Masih penasaran dengana daftar HDI, saya menelusuri daftar lain tentang negara-negara paling bahagia di dunia yang disusun oleh pakar ekonomi Jeffry Sachs dkk. (2012) dengan variabel pendidikan, kesehatan, pendapatan, tenaga kerja, harapan hidup dan jumlah jam lembur. Makin sedikit lembur, tetapi pekerjaan selesai, maka makin bahagia. Di daftar ini saya menemukan data 10 negara paling bahagia, yaitu:
  1. Denmark dengan indeks kepuasan (IK) 7.8
  2. Norwegia dengan IK 7.6
  3. Belanda, IK 7.5
  4. Swiss, IK 7.5
  5. Austria, K 7.5
  6. Finlandia, IK 7.4
  7. Australia, IK 7.4
  8. Kanada, IK 7,3
  9. Swedia, IK 7.3
  10. Irlandia, IK 7.2

lhhhoooooo....koq ga ada Indonesia di daftar itu? Saya segera coba mencari daftar lengkapnya di www.latimes.com dan ...hmmmmm....eurekaaaa, ini dia ....syyyuuuuuuttttttt.....nangkring di urutan 83.....kesal bercampur tersipu tapi agak lega karena posisi ini jauh di atas sang juru kunci, yaitu Togo yang berada di urutan 156. Lagi-lagi mencoba menghibur diri.
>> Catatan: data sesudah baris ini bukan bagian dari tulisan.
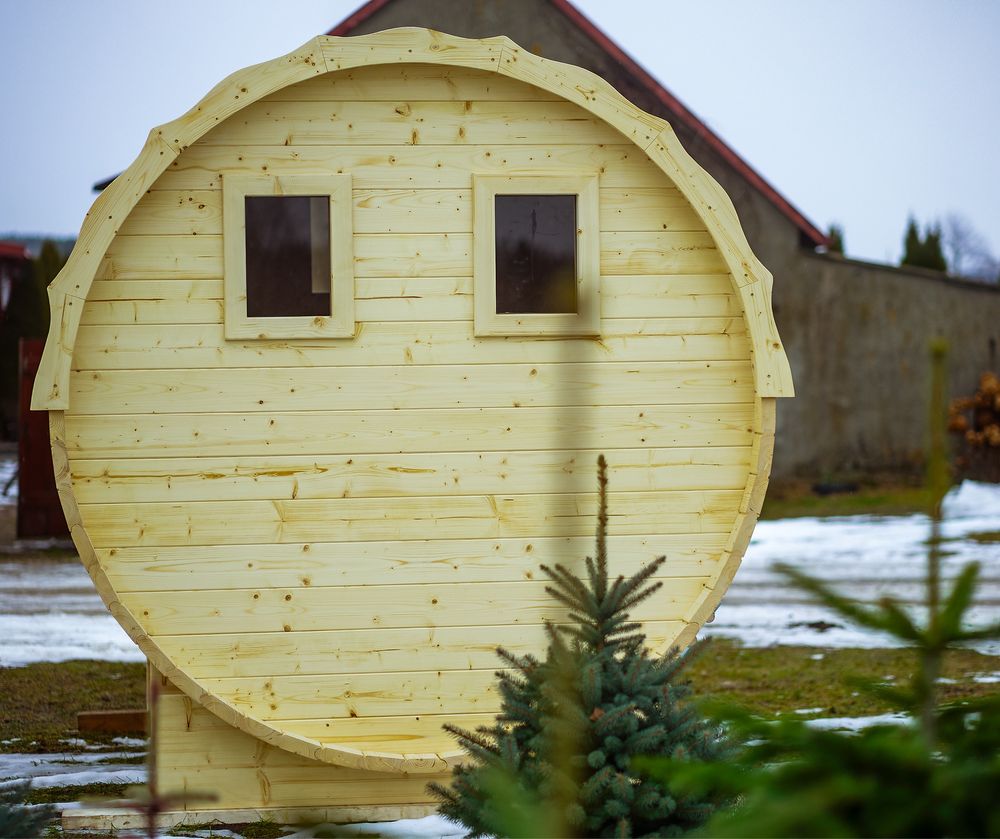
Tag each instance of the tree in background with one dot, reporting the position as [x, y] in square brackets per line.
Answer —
[836, 237]
[558, 761]
[27, 317]
[923, 251]
[936, 776]
[967, 250]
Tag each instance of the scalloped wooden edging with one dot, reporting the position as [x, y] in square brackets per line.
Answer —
[407, 45]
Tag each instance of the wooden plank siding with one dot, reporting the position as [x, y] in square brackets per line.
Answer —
[332, 536]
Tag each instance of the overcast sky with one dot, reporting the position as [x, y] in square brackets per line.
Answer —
[859, 112]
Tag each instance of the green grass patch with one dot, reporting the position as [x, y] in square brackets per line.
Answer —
[39, 702]
[56, 795]
[781, 680]
[788, 501]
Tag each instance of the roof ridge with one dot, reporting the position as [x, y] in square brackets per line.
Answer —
[658, 90]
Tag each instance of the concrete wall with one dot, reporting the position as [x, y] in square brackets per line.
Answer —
[857, 334]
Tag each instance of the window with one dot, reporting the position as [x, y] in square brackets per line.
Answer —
[537, 262]
[288, 256]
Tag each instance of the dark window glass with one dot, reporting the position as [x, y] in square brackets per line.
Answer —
[536, 254]
[288, 255]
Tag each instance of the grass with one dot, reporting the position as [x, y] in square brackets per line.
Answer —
[56, 795]
[263, 829]
[796, 500]
[781, 680]
[39, 702]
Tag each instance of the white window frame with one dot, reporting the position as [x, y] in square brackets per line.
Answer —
[340, 323]
[587, 319]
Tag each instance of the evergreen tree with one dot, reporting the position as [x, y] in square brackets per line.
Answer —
[923, 251]
[559, 758]
[936, 777]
Setelah menaruh data-data di atas dalam makalah dan bahan presentasi yang sedang saya kerjakan, pikiran saya berhamburan kemana-mana. Salah satu hal yang akhirnya saya sadari adalah hari ini tepat 1 Juni. Hari lahirnya Pancasila. Mengapa tepat dihari besar rekipliek ini koq ya data yang saya dapat sangat mengganngu perasaan? Mengapa seolah-0lah Pancasila yang keren itu amat berjarak dengan fakta kehidupan sehari-hari di Indonesia. Bagaimana mungkin negara yang orang-orangnya sejak bangun bagi sudah basah kuyup disirami rohani-nya oleh kuliah-kuliah subuh di hampir semua stasiun televisi adalah negeri yang kurang bahagia? bagaimana bisa di negara yang para orang hebatnya sangat yakin akan kesucian negaranya lalu menolak kedatangan Lady Gaga berkonser di Indonesia nasibnya apes begini? Jangan-jangan kita memang negeri yang tidak suci seperti dugaan elite hebat tersebut? Entahlah. Saya cuma ingin merenungkan masalah ini mulai dari titik dimana Pancasila disebut sebagai filsafat bangsa dan negara. Konon, filsafat Pancasila ini digali dari puncak-puncak budaya adiluhung bangsa Indonesia. Benarkah Pancaasila itu filsafat?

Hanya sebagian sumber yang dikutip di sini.